Il y a quelques mois, à Shanghai, on avait déjà vu des « gardes blancs », version covid des gardes rouges maoïstes, ériger des barrières en rue pour être sûrs que les résidents ne sortent pas : impossible dès lors pour les pompiers d’intervenir lors d’un incendie… Ces abus en matière d’enfermement sont la pointe la plus absurde de la politique zéro covid décidée il y a deux ans et demi par le pouvoir chinois et maintenue, quoi qu’il en coûte, par le président Xi Jinping.

« Il est vrai qu’elle avait permis, au printemps 2020, à la Chine de se déconfiner alors que le reste du monde se barricadait », rappelle Marc Julienne, chercheur à l’Institut français des relations internationales (Ifri) (Paris). « Son industrie redémarrait, et la Chine vantait son système de gestion de crise sanitaire, plus performant que celui des vieilles démocraties. Aujourd’hui, l’ensemble de la planète vit avec cette pandémie grâce à des vaccins à ARN messager et à des systèmes de santé et de sécurité sociale efficaces tandis qu’en Chine, plusieurs dizaines de millions de personnes sont confinées… »

Même si à peine un millier de nouveaux cas de covid sont recensés par jour, la liste des villes affectées ne cesse de s’allonger. Et gare à ceux qui se fâchent parce que, bloqués chez eux, ils n’ont plus grand-chose à manger ou n’ont plus accès aux soins médicaux. Sur Weibo, le hashtag Chengdu Lockdown a d’ailleurs été censuré.

Ces confinements ont aussi mis à l’arrêt les usines et interrompu déplacements et livraisons à l’intérieur de la Chine. Tout cela va affecter cette année la croissance du PIB chinois : au lieu des 5,5 % prévus, elle pourrait n’être que de 3,5 à 4 %, nettement insuffisant pour lutter contre la pauvreté, un des grands objectifs de Xi Jinping. Et cela ne permettra pas non plus de relancer la consommation interne, une des clés qui permettraient à l’économie chinoise d’être moins dépendante de ses exportations.

Une population en déclin

« Depuis au moins une vingtaine d’années, les autorités centrales tentent en effet d’inciter les Chinois à moins épargner et à consommer plus, pour que l’argent circule », reprend Marc Julienne. «Mais en l’absence d’un système correct de sécurité sociale, et notamment de retraite, alors que la vie – logement et éducation – coûte de plus en plus cher, les Chinois épargnent toujours. Pour payer leurs soins de santé, soutenir leurs parents. Et cela ne va pas s’améliorer alors que le vieillissement de la population s’accélère. »

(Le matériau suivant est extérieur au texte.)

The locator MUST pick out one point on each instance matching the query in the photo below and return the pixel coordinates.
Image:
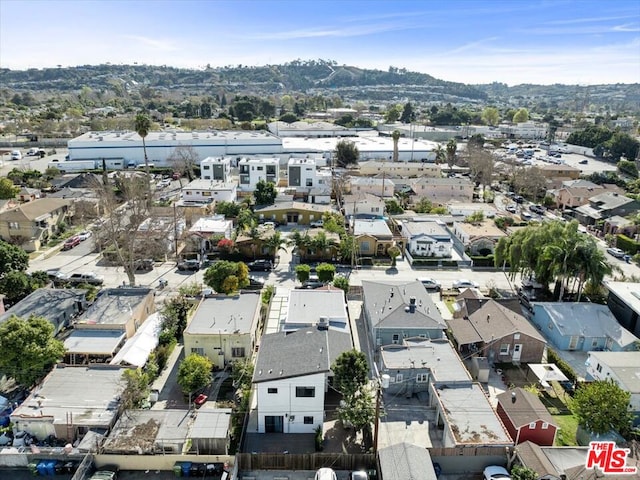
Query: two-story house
(32, 223)
(292, 375)
(252, 170)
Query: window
(306, 392)
(237, 352)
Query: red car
(200, 399)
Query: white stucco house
(292, 375)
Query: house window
(237, 352)
(306, 392)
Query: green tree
(136, 388)
(142, 126)
(325, 272)
(303, 271)
(194, 374)
(521, 116)
(341, 282)
(490, 116)
(603, 406)
(396, 137)
(350, 371)
(7, 189)
(28, 349)
(346, 153)
(265, 193)
(12, 258)
(518, 472)
(227, 277)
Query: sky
(471, 41)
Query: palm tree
(396, 136)
(142, 125)
(275, 243)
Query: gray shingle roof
(303, 352)
(386, 303)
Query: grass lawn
(566, 436)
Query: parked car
(191, 265)
(260, 266)
(494, 472)
(615, 252)
(89, 278)
(430, 283)
(71, 242)
(464, 283)
(325, 474)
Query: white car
(494, 472)
(464, 283)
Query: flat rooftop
(225, 315)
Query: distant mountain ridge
(310, 77)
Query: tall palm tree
(142, 126)
(396, 136)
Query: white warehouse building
(161, 145)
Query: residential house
(206, 232)
(582, 326)
(33, 223)
(426, 238)
(209, 191)
(123, 308)
(416, 363)
(59, 306)
(405, 460)
(498, 333)
(252, 170)
(488, 210)
(373, 237)
(71, 401)
(216, 168)
(442, 190)
(308, 308)
(292, 375)
(399, 169)
(621, 367)
(363, 205)
(380, 187)
(223, 329)
(465, 417)
(394, 311)
(565, 463)
(605, 205)
(478, 238)
(526, 418)
(624, 302)
(296, 213)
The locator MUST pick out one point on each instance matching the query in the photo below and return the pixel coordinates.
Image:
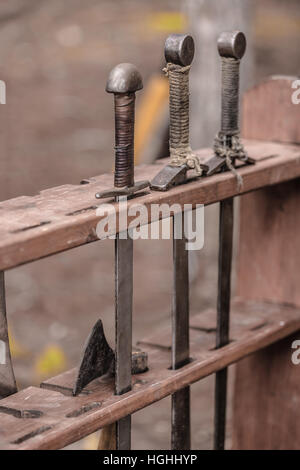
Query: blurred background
(57, 127)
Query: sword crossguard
(179, 54)
(123, 81)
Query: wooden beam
(268, 269)
(62, 218)
(50, 418)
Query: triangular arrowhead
(98, 358)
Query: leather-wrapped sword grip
(124, 140)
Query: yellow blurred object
(51, 361)
(151, 104)
(16, 349)
(168, 22)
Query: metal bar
(8, 384)
(180, 418)
(123, 331)
(223, 316)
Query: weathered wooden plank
(267, 383)
(268, 269)
(62, 218)
(65, 419)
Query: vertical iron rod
(180, 418)
(223, 316)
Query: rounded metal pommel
(124, 78)
(232, 44)
(179, 49)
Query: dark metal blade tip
(97, 358)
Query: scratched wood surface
(61, 218)
(269, 269)
(50, 418)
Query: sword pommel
(232, 44)
(123, 81)
(124, 78)
(179, 49)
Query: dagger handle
(230, 96)
(231, 47)
(124, 139)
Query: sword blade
(223, 316)
(7, 379)
(180, 417)
(123, 352)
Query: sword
(7, 379)
(124, 80)
(179, 53)
(231, 47)
(227, 146)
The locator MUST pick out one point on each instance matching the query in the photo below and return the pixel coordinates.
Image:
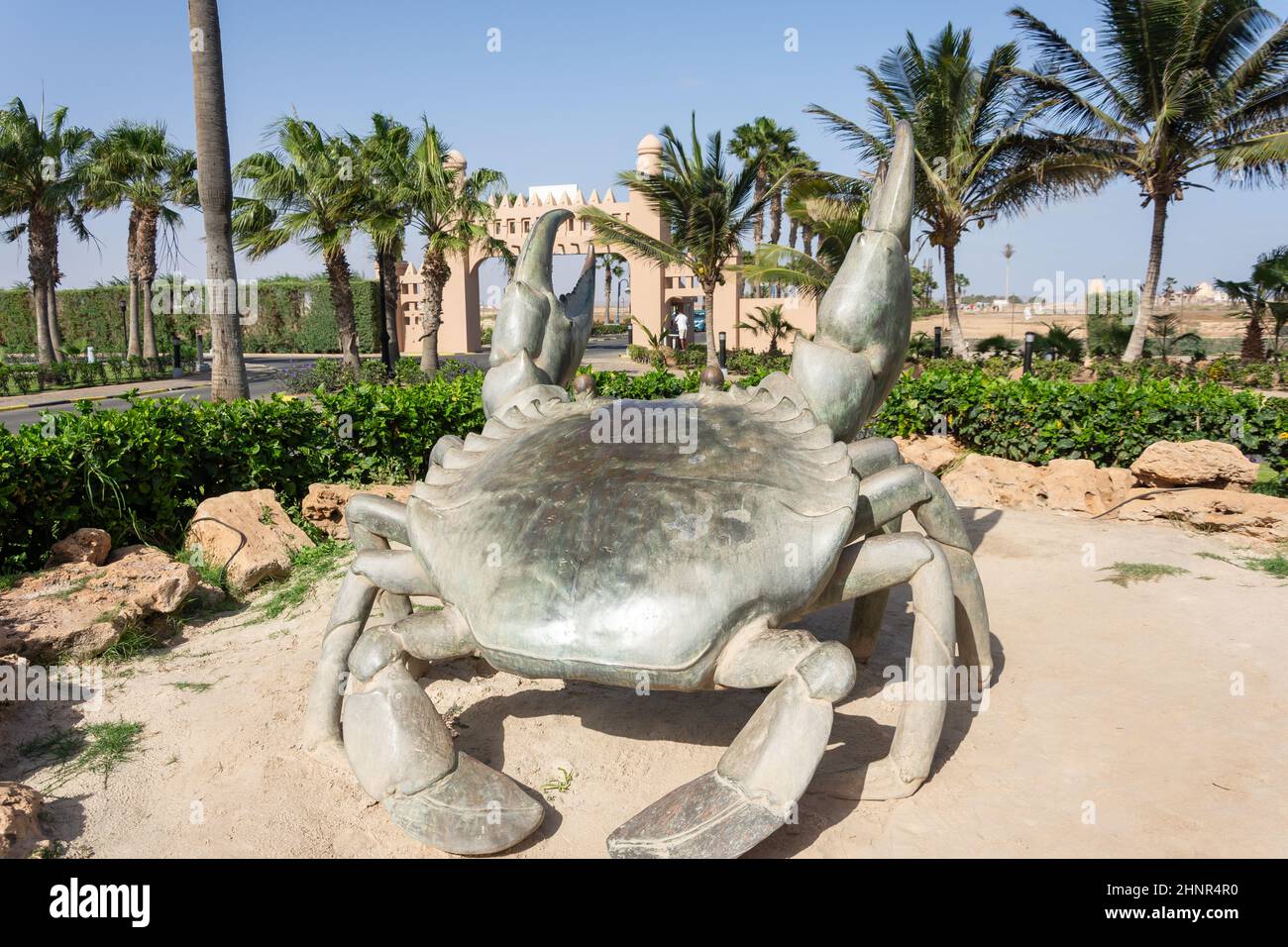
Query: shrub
(1109, 421)
(140, 474)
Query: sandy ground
(1112, 729)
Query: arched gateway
(653, 287)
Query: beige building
(653, 289)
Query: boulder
(323, 505)
(84, 545)
(78, 608)
(1064, 486)
(1248, 514)
(20, 819)
(222, 523)
(930, 451)
(1080, 486)
(1192, 464)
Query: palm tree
(1008, 253)
(1185, 86)
(707, 209)
(1271, 273)
(136, 163)
(835, 218)
(769, 322)
(39, 185)
(613, 265)
(975, 154)
(305, 189)
(782, 162)
(451, 209)
(1166, 328)
(1059, 342)
(385, 153)
(758, 144)
(215, 188)
(1258, 294)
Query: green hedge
(140, 474)
(294, 315)
(1108, 421)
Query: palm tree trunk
(954, 322)
(215, 188)
(39, 268)
(708, 302)
(391, 316)
(55, 335)
(437, 273)
(44, 354)
(1136, 343)
(608, 291)
(147, 269)
(133, 350)
(342, 300)
(776, 215)
(758, 230)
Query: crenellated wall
(652, 287)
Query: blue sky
(572, 89)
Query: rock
(1064, 486)
(20, 819)
(1080, 486)
(1193, 463)
(930, 453)
(78, 608)
(1247, 514)
(323, 506)
(84, 545)
(270, 538)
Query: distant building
(653, 289)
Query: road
(262, 375)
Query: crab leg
(885, 496)
(373, 522)
(876, 564)
(867, 458)
(760, 777)
(402, 751)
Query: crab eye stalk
(539, 337)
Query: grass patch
(1275, 566)
(210, 575)
(562, 784)
(134, 642)
(97, 748)
(308, 567)
(68, 590)
(1127, 573)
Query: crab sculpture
(559, 554)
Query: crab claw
(866, 316)
(539, 337)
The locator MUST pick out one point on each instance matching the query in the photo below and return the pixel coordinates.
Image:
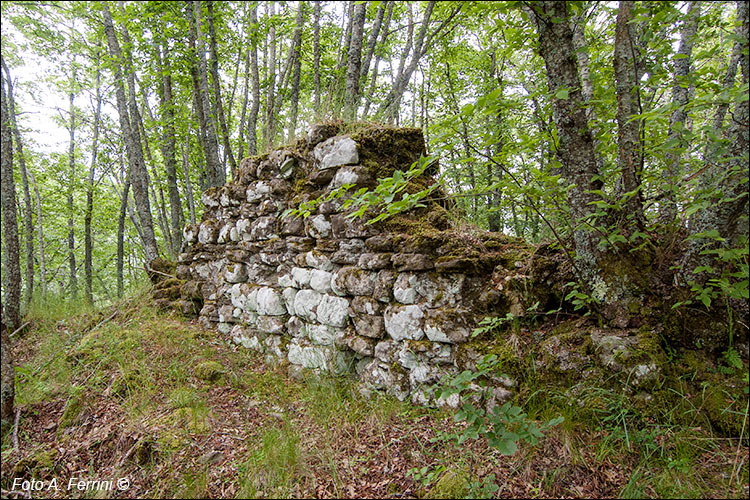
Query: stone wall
(396, 301)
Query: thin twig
(15, 428)
(20, 328)
(735, 467)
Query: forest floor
(131, 393)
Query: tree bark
(376, 68)
(218, 106)
(629, 153)
(392, 102)
(12, 273)
(354, 63)
(724, 215)
(40, 233)
(215, 174)
(8, 381)
(576, 146)
(371, 43)
(90, 193)
(27, 215)
(71, 208)
(316, 58)
(680, 99)
(252, 121)
(121, 237)
(269, 126)
(296, 70)
(168, 147)
(136, 165)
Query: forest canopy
(617, 132)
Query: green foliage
(386, 200)
(503, 426)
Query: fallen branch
(20, 328)
(15, 428)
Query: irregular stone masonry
(396, 301)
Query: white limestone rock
(270, 302)
(404, 322)
(335, 152)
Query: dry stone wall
(396, 302)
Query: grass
(116, 392)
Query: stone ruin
(396, 301)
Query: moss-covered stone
(74, 410)
(39, 464)
(454, 483)
(210, 371)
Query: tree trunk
(71, 208)
(576, 146)
(28, 211)
(269, 126)
(354, 63)
(316, 58)
(629, 153)
(136, 165)
(168, 147)
(252, 121)
(680, 97)
(246, 90)
(725, 214)
(215, 174)
(121, 237)
(296, 70)
(40, 232)
(376, 67)
(7, 384)
(12, 273)
(371, 43)
(186, 174)
(392, 102)
(90, 193)
(218, 106)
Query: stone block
(404, 322)
(335, 152)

Cette année en effet, pour la première fois, la population chinoise a non seulement cessé de croître, mais elle a même diminué alors que ce pic n’était attendu qu’en 2030.

« Or », poursuit-il, « la Chine était devenue une grande puissance productrice parce qu’elle avait une population nombreuse, jeune et bon marché. Elle est donc en train de perdre son avantage comparatif. Ajoutez-y les effets du zéro covid et vous voyez certaines entreprises industrielles qui ont déjà commencé à quitter la Chine pour le Vietnam, le Bangladesh ou les Philippines, voire l’Amérique du Nord ou l’Europe. »

La fermeture quasi hermétique des frontières chinoises en raison du covid est en effet un casse-tête pour les firmes occidentales installées en Chine.« Leurs chaînes d’approvisionnement sont perturbées mais, en plus, elles n’arrivent plus à recruter des expatriés. Qui a envie de s’installer en Chine alors qu’il risque d’être enfermé, interdit de sortir du territoire ? », explique un diplomate occidental en poste à Pékin. « Elles sont donc obligées d’engager des cadres locaux et deviennent de plus en plus chinoises. La pression pour obtenir des transferts de technologie forcés augmente et de nombreux CEO se demandent combien de temps ils pourront encore rapatrier leurs bénéfices… » A la veille de la pandémie, beaucoup voyaient la Chine comme le territoire où il fallait absolument être si on voulait se développer. Ainsi, la dernière mission du commerce extérieur belge, fin 2019, avait réuni 600 participants, un record !

Une perte d’attractivité

« Pendant plusieurs décennies, les autorités chinoises ont ouvert les vannes de l’investissement dans l’immobilier : une sorte d’eldorado où tout investisseur plaçait son argent, même les petits épargnants qui achetaient sur plan et prépayaient », décode Marc Julienne. « Les investisseurs s’en détournent désormais : les promoteurs n’ont donc plus les moyens de terminer des immeubles déjà vendus. C’est un problème à la fois économique et social, qui provoque une contestation forte.»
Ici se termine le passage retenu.